Canada is among a number of different markets that Orange Horizons is considering for future growth. Although the company has not made any firm decisions, it is assessing whether the potential exists here to leverage the Orange brand. Its interest, still in early stages, comes at a time when the federal government is making a concerted effort to increase competition and lower prices in the wireless market.

A spokesperson for Paris-based Orange played down the company’s potential interest in Canada: “Orange’s overall M&A strategy is focused on consolidation and the development of areas of strategic interest, particularly in Africa. This prudent and selective strategy precludes any major investments.”

Even so, sources say Orange is closely monitoring developments in various countries to assesses new opportunities for revenue growth. Its Orange Horizons subsidiary was launched in January to find “new business opportunities” in markets where it does not provide telecom services. “Such projects could include the launch of online stores selling telecoms-related equipment or airtime; the introduction of flexible travel solutions [roaming packages]; or the launch of a virtual mobile operator (MVNO) activity,” states a press release from earlier this year.

In July, Orange Horizons announced it had moved into seven countries including South Africa, Italy, Portugal, Germany, the Netherlands, Sweden and Denmark.

“They came to see us,” Barbara Motzney, the CRTC’s chief consumer officer, said in an interview last week, noting that the company was seeking clarity from her staff about Canada’s “regulatory landscape.”

“I think they were in town about a month or so ago,” she said, adding: “We meet with all kinds of folks and it is a case of explaining the rules.”

When asked if Orange also met with Industry Canada’s staff, a spokeswoman stated: “The government routinely meets with stakeholders in the wireless telecommunications sector.”

Caitlin Workman, a spokeswoman with Foreign Affairs, Trade and Development Canada, said Canada’s Trade Commissioner Service “routinely meets with a wide variety of businesses, especially those who express interest in bringing prosperity-generating and job-creating investment to Canada. I can confirm that Orange has had meetings with our Paris-based trade commissioners. With over 400 employees in Montreal, Orange is already taking advantage of Canada’s world-leading investment advantages.”

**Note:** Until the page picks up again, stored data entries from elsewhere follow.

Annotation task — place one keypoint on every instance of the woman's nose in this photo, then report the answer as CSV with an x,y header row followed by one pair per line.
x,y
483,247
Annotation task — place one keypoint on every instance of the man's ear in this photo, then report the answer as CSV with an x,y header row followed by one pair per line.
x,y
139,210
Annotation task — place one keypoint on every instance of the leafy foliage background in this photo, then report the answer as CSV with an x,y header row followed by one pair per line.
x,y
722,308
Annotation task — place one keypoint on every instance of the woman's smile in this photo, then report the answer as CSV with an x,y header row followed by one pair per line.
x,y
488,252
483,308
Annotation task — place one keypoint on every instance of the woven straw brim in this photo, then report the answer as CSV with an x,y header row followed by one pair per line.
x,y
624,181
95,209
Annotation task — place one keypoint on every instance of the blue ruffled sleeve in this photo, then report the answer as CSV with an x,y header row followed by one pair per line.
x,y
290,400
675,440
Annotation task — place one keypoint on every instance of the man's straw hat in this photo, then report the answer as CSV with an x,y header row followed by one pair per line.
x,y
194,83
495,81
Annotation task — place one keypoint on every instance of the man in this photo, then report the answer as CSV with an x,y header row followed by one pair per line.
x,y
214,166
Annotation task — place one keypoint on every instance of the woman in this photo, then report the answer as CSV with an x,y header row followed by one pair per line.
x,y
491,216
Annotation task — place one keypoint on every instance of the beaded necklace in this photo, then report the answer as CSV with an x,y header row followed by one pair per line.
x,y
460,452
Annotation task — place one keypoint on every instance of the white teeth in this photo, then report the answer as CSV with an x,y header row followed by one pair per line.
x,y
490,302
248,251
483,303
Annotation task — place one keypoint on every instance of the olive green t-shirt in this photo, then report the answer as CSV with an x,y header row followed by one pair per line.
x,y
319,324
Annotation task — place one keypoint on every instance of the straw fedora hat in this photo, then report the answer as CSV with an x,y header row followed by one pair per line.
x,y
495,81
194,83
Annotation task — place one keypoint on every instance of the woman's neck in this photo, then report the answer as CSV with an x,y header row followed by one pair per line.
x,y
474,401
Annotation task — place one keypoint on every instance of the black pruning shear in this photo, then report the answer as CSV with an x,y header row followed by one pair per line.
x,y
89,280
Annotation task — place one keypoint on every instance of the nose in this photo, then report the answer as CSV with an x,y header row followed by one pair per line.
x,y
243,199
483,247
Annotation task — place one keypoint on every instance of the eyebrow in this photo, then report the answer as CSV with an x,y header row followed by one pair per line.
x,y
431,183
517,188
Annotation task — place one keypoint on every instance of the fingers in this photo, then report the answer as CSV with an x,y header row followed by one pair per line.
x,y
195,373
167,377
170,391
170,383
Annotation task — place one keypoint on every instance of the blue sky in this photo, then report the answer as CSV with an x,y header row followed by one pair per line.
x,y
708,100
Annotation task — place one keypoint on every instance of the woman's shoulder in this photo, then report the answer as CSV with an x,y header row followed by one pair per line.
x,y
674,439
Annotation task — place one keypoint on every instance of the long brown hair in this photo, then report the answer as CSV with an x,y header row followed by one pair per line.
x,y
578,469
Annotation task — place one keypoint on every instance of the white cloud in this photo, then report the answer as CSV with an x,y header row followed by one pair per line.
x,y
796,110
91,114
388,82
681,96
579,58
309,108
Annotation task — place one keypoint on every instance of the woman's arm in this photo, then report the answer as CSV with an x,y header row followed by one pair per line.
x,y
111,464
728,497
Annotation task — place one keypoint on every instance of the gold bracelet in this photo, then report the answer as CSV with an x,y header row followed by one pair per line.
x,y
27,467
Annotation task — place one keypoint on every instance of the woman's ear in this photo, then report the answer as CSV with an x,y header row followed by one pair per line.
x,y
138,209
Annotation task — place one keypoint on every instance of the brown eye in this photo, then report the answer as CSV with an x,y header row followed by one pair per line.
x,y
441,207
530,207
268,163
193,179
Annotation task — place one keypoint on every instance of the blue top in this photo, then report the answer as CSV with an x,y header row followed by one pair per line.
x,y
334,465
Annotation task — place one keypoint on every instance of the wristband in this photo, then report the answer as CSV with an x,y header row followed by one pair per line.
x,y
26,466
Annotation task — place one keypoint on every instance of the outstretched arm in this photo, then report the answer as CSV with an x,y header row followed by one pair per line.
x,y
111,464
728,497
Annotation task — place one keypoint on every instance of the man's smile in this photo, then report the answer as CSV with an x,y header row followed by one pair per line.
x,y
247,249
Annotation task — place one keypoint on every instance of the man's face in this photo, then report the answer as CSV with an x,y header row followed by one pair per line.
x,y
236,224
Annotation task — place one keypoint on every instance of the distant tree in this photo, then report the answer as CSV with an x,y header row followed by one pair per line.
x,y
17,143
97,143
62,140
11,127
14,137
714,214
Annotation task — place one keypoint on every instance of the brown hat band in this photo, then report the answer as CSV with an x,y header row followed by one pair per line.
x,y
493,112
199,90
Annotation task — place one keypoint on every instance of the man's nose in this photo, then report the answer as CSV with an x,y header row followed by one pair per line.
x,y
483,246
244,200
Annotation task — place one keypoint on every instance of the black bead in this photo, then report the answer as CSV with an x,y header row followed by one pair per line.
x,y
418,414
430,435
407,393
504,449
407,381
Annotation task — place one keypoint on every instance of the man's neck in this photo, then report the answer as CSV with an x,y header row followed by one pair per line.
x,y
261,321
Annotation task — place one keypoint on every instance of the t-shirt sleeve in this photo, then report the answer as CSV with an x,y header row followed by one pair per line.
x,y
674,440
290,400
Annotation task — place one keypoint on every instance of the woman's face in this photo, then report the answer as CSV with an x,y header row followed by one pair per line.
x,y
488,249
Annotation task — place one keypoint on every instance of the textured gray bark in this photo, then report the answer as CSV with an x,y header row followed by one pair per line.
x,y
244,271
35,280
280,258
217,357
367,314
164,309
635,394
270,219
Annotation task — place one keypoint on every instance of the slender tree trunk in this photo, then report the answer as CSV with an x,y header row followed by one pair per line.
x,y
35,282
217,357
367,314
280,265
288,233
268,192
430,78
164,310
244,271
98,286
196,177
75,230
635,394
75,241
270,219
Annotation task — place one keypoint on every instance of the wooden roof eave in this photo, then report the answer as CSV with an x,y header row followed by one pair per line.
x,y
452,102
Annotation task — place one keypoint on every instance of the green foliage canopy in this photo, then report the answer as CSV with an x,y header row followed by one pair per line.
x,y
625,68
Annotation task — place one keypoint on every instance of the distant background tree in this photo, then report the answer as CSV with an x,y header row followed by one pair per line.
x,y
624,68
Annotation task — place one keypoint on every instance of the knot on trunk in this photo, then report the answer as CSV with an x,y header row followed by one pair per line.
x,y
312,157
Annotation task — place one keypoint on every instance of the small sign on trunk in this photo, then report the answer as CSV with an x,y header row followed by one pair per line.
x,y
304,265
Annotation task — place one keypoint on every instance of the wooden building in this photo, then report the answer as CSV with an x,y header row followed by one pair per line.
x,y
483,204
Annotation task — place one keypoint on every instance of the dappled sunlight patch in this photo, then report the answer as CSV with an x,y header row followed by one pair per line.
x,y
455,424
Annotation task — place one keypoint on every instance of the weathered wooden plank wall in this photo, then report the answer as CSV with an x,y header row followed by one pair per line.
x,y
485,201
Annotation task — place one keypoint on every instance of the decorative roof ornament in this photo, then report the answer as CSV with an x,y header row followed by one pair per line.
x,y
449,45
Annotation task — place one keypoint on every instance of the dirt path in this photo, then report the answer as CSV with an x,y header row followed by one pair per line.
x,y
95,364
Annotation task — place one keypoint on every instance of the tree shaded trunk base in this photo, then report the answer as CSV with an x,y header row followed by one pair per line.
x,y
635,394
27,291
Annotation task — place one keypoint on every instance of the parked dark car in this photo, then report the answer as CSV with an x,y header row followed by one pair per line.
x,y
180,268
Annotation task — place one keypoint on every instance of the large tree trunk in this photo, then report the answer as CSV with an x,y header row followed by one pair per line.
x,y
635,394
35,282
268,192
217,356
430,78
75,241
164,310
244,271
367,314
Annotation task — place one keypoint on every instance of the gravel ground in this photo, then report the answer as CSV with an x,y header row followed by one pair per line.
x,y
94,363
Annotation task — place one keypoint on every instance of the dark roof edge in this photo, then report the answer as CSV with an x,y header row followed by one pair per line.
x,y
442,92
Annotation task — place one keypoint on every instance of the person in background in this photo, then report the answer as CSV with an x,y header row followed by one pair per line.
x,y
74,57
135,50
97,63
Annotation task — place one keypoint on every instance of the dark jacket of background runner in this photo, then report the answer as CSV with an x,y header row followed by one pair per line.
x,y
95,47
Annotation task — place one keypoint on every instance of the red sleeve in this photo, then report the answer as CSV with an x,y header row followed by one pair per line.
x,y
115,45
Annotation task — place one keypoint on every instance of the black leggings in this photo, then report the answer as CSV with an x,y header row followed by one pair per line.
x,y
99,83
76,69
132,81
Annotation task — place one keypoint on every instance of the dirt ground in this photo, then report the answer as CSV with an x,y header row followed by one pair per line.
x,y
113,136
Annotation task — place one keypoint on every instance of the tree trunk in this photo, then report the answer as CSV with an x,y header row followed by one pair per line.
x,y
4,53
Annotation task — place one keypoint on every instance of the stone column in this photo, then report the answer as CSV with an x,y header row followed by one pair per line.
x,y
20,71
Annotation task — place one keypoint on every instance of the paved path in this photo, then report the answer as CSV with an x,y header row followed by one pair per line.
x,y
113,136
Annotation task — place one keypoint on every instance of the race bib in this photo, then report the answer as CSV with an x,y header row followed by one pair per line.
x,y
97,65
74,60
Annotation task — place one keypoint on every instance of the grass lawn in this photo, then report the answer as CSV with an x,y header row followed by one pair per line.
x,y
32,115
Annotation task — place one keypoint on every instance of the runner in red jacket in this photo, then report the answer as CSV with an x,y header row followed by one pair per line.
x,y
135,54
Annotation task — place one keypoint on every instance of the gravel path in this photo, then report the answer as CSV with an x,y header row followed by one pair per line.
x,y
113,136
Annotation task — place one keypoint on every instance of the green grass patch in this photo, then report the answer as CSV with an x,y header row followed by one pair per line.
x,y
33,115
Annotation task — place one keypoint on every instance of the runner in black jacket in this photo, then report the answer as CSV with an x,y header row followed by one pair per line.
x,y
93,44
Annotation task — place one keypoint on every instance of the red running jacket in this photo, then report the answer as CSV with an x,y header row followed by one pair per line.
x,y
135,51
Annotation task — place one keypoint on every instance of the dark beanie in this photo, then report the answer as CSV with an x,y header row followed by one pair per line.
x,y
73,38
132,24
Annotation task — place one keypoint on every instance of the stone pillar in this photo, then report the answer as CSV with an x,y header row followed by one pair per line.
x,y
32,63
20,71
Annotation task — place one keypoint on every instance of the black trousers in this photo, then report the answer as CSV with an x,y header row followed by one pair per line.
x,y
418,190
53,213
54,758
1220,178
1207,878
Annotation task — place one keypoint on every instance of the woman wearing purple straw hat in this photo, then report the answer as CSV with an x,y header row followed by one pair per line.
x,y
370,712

Orange SA, formerly France Télécom, has 232.5 million customers in 32 countries. In addition to wireless, its offers high-speed Internet, television, home phone and business IT services. It recorded annual revenue of €43.5-billion ($62-billion) in 2012 and employs roughly 170,000 people.

On the wireless front, Orange has 174.7 million mobile customers and ranks as the world’s eighth-largest mobile carrier. Still, it is facing stiffer competition and tumbling prices in its home market of France following the launch of startup carrier Free Mobile by Iliad SA in 2012. Iliad now controls 11 per cent of France’s mobile market thanks to its cut-rate plans, allowing it to poach share from established carriers like Orange, Bouygues Telecom and SFR.